Types in the YAML contract are matched against Parquet types using a loose family-based comparison:

| YAML logical type | Compatible Parquet types |
|---|---|
| `string`, `text`, `varchar` | `string`, `large_string`, `utf8`, `large_utf8` |
| `integer`, `int`, `int32`, `int64` | `int8`, `int16`, `int32`, `int64`, `uint8` … |
| `float`, `double`, `decimal` | `float32`, `float64`, `double`, `decimal128` |
| `boolean`, `bool` | `bool`, `boolean` |
| `date`, `date32` | `date32`, `date64` |
| `datetime`, `timestamp` | `timestamp[ms]`, `timestamp[us]`, `timestamp[ns]` |
| `binary`, `bytes` | `binary`, `large_binary` |

---

## Python API

Beyond the CLI, `clinical-contract` can be used directly in Python pipelines:

```python
from clinical_contract import load_contract

# Load and parse the contract
contract, raw = load_contract("datacontract.yaml")

# Validate structure only
from clinical_contract import DataContract
validate_report = DataContract.validate_structure(raw)
if not validate_report.success:
    for f in validate_report.missing():
        print(f"Missing field: {f.field}")

# Check schema compatibility
schema_reports = contract.check_schema("export.parquet")
for report in schema_reports:
    if not report.success:
        for col in report.failures():
            print(f"{col.column}: {col.status_icon}")

# Run quality checks
report = contract.check("export.parquet", backend="duckdb")

print(f"Success: {report.success}")
print(f"Code: {report.code}")  # 0 = pass, 1 = fail, 2 = error

for result in report.failed():
    print(f"  ❌ {result.description}")
    print(f"     obtained={result.obtained}, expected={result.expected}")
```

---

## PyScript / Browser Usage

`clinical-contract` is designed to work inside [PyScript](https://pyscript.net) with Pyodide.
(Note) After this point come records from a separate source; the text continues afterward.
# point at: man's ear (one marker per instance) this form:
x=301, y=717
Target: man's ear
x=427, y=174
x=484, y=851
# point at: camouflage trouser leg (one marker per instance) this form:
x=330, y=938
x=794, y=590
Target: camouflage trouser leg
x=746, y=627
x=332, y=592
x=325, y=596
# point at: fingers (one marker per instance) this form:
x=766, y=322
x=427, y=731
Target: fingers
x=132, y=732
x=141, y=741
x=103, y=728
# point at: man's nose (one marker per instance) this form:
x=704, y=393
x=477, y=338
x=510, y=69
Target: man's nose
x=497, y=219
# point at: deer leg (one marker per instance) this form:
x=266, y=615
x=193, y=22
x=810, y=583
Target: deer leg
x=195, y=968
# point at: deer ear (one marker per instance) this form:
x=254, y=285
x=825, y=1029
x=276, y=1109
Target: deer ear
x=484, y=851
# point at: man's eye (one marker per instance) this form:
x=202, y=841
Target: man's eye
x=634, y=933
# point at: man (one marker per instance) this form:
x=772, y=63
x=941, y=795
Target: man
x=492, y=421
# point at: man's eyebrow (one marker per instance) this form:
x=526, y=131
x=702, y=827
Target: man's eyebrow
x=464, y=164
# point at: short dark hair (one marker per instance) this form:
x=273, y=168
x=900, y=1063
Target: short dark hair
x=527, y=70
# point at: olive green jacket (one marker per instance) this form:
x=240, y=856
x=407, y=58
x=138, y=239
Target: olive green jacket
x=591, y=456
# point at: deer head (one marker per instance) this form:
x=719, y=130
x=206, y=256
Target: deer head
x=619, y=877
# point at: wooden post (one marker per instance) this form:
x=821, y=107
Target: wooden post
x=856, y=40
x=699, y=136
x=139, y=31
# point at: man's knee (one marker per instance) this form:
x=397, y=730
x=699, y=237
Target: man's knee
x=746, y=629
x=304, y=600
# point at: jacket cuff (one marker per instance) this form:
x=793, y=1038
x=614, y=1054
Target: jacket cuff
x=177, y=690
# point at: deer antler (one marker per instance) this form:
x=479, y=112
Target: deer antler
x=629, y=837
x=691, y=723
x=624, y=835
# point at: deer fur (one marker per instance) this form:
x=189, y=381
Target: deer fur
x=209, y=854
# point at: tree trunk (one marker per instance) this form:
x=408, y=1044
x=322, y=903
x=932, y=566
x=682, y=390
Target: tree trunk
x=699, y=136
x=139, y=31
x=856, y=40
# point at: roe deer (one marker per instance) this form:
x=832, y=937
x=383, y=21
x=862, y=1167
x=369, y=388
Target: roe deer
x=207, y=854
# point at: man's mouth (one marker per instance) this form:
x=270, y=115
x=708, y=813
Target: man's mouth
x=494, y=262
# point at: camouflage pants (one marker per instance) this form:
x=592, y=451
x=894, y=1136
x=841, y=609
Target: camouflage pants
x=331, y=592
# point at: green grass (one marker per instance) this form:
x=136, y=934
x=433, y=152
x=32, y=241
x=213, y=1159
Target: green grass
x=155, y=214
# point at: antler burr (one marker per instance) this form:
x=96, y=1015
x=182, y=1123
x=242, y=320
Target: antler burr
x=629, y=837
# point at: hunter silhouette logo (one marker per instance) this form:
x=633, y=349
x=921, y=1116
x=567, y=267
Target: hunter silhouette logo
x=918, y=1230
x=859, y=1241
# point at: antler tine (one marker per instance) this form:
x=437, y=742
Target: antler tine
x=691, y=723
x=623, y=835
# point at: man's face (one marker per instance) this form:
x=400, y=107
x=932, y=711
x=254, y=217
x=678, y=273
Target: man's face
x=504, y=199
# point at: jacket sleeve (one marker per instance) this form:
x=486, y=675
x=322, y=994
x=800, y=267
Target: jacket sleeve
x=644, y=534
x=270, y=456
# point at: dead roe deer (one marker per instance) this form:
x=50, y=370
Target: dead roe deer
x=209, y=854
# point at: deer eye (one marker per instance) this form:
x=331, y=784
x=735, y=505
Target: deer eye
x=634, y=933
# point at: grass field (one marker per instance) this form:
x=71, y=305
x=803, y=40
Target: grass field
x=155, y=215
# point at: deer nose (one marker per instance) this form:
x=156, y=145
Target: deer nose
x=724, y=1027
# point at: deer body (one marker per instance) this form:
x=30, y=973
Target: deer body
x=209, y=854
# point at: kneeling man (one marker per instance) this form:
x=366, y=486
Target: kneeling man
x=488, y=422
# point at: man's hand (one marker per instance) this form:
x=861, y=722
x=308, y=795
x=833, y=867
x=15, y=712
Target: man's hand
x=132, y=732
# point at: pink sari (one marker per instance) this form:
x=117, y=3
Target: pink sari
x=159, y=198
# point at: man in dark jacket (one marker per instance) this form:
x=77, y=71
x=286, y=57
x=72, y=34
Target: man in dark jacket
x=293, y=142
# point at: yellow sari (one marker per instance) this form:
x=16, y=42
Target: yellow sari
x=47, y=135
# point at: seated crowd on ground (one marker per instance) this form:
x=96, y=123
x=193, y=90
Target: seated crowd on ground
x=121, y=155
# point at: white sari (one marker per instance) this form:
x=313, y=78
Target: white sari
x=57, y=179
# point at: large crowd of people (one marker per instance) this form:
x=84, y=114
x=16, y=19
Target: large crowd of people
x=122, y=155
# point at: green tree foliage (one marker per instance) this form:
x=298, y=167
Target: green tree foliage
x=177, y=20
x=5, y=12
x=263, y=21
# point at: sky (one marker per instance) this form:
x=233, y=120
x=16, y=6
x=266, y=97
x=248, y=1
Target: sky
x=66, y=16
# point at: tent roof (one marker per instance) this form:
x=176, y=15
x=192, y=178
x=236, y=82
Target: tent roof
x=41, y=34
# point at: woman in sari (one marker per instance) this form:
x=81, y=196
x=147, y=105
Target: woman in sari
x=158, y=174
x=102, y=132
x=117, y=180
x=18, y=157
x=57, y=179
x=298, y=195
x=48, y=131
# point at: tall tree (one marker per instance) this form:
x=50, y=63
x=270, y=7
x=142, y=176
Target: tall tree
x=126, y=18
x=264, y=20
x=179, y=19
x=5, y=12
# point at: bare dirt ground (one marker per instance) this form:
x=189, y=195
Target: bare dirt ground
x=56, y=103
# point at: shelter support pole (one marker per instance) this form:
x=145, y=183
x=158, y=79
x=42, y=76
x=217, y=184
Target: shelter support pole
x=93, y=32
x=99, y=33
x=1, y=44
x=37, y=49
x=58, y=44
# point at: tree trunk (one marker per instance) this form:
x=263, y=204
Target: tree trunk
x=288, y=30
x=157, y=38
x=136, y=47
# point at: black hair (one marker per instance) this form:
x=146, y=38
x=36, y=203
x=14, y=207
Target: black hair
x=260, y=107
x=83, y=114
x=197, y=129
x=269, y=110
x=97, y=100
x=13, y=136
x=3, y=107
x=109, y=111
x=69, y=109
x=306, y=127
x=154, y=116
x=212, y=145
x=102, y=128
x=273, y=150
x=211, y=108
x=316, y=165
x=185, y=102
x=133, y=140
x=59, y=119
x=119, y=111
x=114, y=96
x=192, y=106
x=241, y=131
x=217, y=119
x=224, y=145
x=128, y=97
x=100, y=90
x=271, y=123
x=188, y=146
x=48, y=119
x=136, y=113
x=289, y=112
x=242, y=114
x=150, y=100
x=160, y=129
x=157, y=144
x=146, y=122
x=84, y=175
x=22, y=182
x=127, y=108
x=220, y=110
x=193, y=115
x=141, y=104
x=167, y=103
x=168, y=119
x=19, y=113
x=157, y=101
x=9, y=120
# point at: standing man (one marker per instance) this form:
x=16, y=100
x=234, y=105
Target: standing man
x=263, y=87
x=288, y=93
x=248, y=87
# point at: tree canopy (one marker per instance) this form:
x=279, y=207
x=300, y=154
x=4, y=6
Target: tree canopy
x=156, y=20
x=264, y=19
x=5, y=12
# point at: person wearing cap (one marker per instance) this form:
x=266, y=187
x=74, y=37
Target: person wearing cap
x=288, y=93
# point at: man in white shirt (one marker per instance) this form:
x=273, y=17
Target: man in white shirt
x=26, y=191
Pass raw bytes from a file upload instead of a file path:

```html
<script type="py" config='{"packages": ["clinical-contract", "duckdb", "pyyaml", "pydantic"]}'>
import js
from clinical_contract import load_contract

async def on_file_upload(event):
    file = event.target.files[0]
    yaml_bytes   = (await yaml_file.arrayBuffer()).to_bytes()
    parquet_bytes = (await parquet_file.arrayBuffer()).to_bytes()

    contract, raw = load_contract(yaml_bytes)
    report = contract.check(parquet_bytes, backend="auto")

    for result in report.results:
        print(result.description, result.status)
</script>
```

---

## Contract Schema Reference

```yaml
apiVersion: string        # Contract specification version (e.g. v1.0.0)
kind: DataContract        # Must be "DataContract"
id: string                # Unique identifier for this contract
name: string              # Human-readable name
version: string           # Data version (semver recommended)
status: string            # active | draft | deprecated

description:
  purpose: string         # Why this dataset exists
  usage: string           # How it should be used
  limitations: string     # Known limitations or caveats

schema:
  - name: string          # Table/view name (used in SQL queries)
    physicalType: TABLE   # TABLE | VIEW
    description: string
    properties:
      - name: string          # Column name (case-sensitive)
        logicalType: string   # Semantic type (string, integer, date…)
        physicalType: string  # Storage type (TEXT, INT, DATE…)
        description: string
        required: bool        # Default: false
        quality:              # Optional list of SQL assertions
          - type: sql
            description: string   # Human-readable description of the rule
            query: string         # SQL returning a single COUNT(*)
            mustBe: integer       # Expected result (usually 0)
```

---

## Development

```bash
# Clone the repository
git clone https://github.com/your-org/clinical-contract.git
cd clinical-contract

# Create a virtual environment
uv venv
source .venv/bin/activate

# Install in editable mode with all dependencies
uv pip install -e ".[dev]"

# Run the test suite
pytest tests/ -v

# Lint
ruff check src/
```

---

## Roadmap

- [ ] PyScript UI with drag-and-drop contract and Parquet upload (GitHub Pages)
- [ ] Additional quality check types (regex, range, referential integrity)
- [ ] Contract diffing — compare two versions of a contract
- [ ] HTML report export
- [ ] Integration with Great Expectations and dbt

---

## License

MIT — see [LICENSE](LICENSE) for details.